Photographing Triangles
- Holli Kalina
- Nov 17, 2024
- 2 min read
Updated: Nov 18, 2024
This experiment leverages my core practice, photography.

I took inspiration from the photographer and writer TJ Cole in his monograph Blind Spot. The images reflect passages from the Foreword, which the academic and novelist Dr Siri Hustvedt penned, and the postscript, written by Cole.
Hustvedt sets the scene for Cole's work metaphorically, describing an area of the eye between the retina and the optic nerve that creates a blind spot in the vision of every vertebrate. This gap in our vision, reportedly the size of an orange held out at arm’s length is subconsciously filled by our brain so that we are unaware of it. This visual allegory serves Cole’s monograph perfectly.
Cole’s photographic journey takes the reader to locations around the globe, where Cole captures the banal in scenes that appear entirely unconnected. Yet upon linear reading, a subtle narrative appears. First between the photographs as elements of one scene act to reduce the distance to the next, and then from the text, which accompanies every image, that provides an inner narrative, as Cole’s thoughts are redirected to moments far from the contemporaneous mise en scene.

Berlin.– TJ Cole (2016 p.107)
Quote from accompanying text ”If you walk further down Niederkirchnerstasse, you will find a strange complex of buildings….. Evil ground because of what happened here, holy ground because of the innocents it consumed” (Cole, 2016 p.106).

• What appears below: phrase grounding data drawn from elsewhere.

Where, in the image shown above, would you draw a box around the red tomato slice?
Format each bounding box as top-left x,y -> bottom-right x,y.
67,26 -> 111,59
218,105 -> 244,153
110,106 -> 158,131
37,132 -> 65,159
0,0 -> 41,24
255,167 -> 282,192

During my reading of Blind Spot, I recollected Robert Frank’s The Americans, where his subtle narrative pervaded the linear reading of his images. I am reminded that when editing the contents of a visual monograph sequencing is all important. Cole’s use of facing pages, to record his thoughts took me back to the writing of Roland Barthes in Camera Lucida.
In Camera Lucida Barthes retells his search for the one photograph of his late mother that captured her aura, in which he can recognise her presence within. He articulates the properties of this photograph as
“a bizarre medium, a new form of hallucination: false on the level of perception, true on the level of time: a temporal hallucination, so to speak, a modest, shared hallucination” (Barthes, 1993 p.115). He goes on to iterate an inner narrative
“I am trying to render the special quality of this hallucination, and I find this: the same evening of a day I had again been looking at photographs of my mother, I went to see Fellini's Casanova with some friends”(Ibid, p.115)
In applying the concepts espoused by Cole and Hustvedt, I used photography to create triangles within my environment that were illusory, marked only by an absence or a fleeting moment in time. I used an iPhone camera to capture images from Town Quay in Southampton docks, using sunset light, the movement of the water, and momentary juxtapositions to conjure triangles, as our brain seeks to interpret the scene.